Bonus: Newcomers will be plugging into Citi shares while the dividend yield is at a healthy 3.9%, which is one of the highest yields among all the major banking stocks right now.

Stock to buy: Paramount Global

Berkshire Hathaway's position: 68.9 million shares valued at $2.6 billion.

If the name Paramount Global (PARA 2.91%) doesn't ring a bell as a publicly traded company, there's a reason. Until February, it was known as ViacomCBS, which was the combination of film and TV studio Viacom and broadcast television network CBS. Paramount was part of that mix as well, under the Viacom umbrella. Movies were, and still are, only a small part of its total revenue, though. Even with a new name, Paramount Global is still mostly an at-home TV play.

And there's the rub. Traditional television is a dying business thanks to streaming, so why buy into it?

Because Paramount is not only positioned to benefit from the cord-cutting movement, but is also at least partly a cause of it. The media giant is the name behind free-to-watch, ad-supported multichannel platform Pluto TV, and is enjoying major traction with on-demand streaming service Paramount+.

As of the latest tally, Pluto TV is used by 68 million people per month, while Paramount+ has around 40 million paying subscribers. Counting its other streaming services, the company has a total of 62.4 million on-demand streaming customers, who collectively drove Paramount's direct-to-consumer revenue up 82% year over year during the first three months of 2022, with sales expected to grow 7% this full year. Given all of this, it's surprising that shares aren't performing better.

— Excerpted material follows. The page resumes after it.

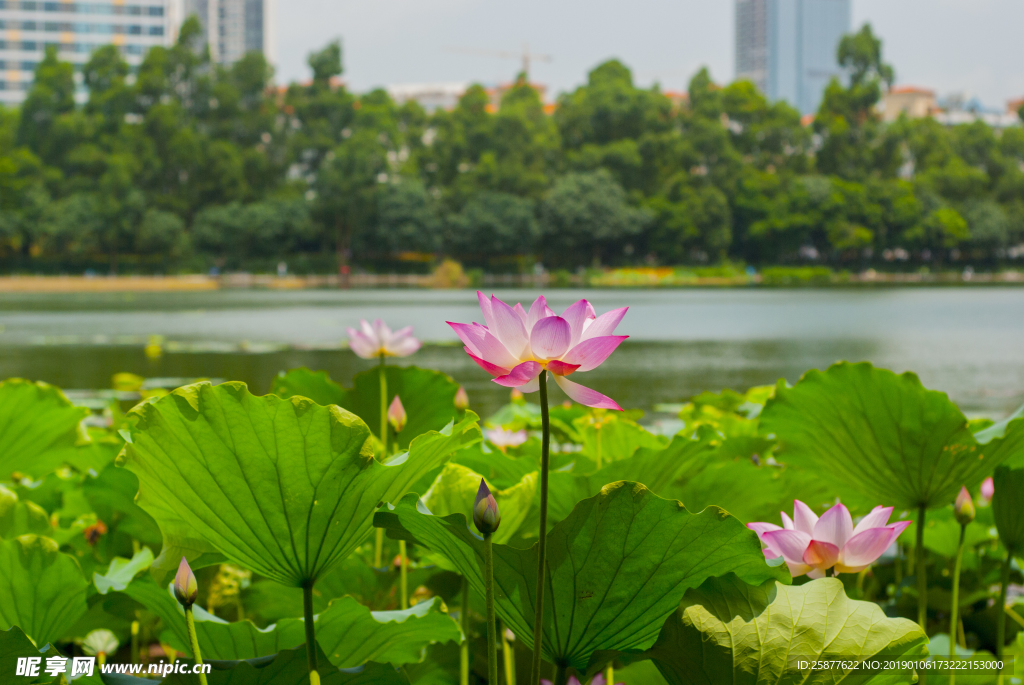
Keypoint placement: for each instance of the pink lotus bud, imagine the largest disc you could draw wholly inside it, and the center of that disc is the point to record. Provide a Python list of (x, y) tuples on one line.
[(964, 507), (185, 587), (485, 514), (396, 415)]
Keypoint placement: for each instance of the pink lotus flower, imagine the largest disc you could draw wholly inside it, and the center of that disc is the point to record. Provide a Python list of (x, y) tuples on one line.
[(517, 346), (376, 340), (502, 438), (811, 545)]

It's still a work in progress; no company really knows what the home entertainment landscape will look like once cable TV is completely put in the past. But with franchises like Star Trek and the recent Top Gun sequel -- and with channels like BET, MTV, and Comedy Central -- there's little reason to doubt Paramount Global is ready for whatever the future holds.

Stock to avoid: Celanese

Berkshire Hathaway's position: 7.9 million shares valued at $1.1 billion.

Things aren't looking up for every Berkshire Hathaway holding. Celanese (CE 0.72%) could be at an "as good as it gets" moment, with nothing but headwinds on the horizon.

It isn't a household name. Celanese makes a variety of chemicals and specialty materials. Artificial sweeteners, lithium battery components, packaging, kitchen appliances, waterproofing, and automobile manufacturing are just some of the sectors it does business in. Odds are good you're a regular user of at least one of its products right now without even realizing it.

And yes, Celanese has benefited from recent rampant inflation, by virtue of increased pricing power for its products. Although its costs are up as well, its customers will still pay almost any affordable price to produce goods that can be sold quickly in a booming, recovering economy.

That's how last quarter's top line was up more than 11% year over year, and the reason Celanese raised its full-year profit guidance to near last year's bottom line of $4.50 per share. Even against a backdrop of a few new economic red flags, late last month the company announced a price increase for products used in a variety of consumer and industrial products. The stock has performed better than most as well, even if it's been uncomfortably volatile.

But we're entering a tricky and dangerous environment for many basic-materials companies. Costs might or might not come down, but even the slightest of economic headwinds could cause Celanese's customers to suddenly, defensively tighten their purse strings.

We don't know what is in the cards, and the fact that Berkshire Hathaway still owns Celanese suggests Buffett and his acolytes aren't too worried about the prospects. There are a bunch of other (and bigger) holdings in that portfolio to buffer against weakness from this particular stock. But you might not have the same cushion.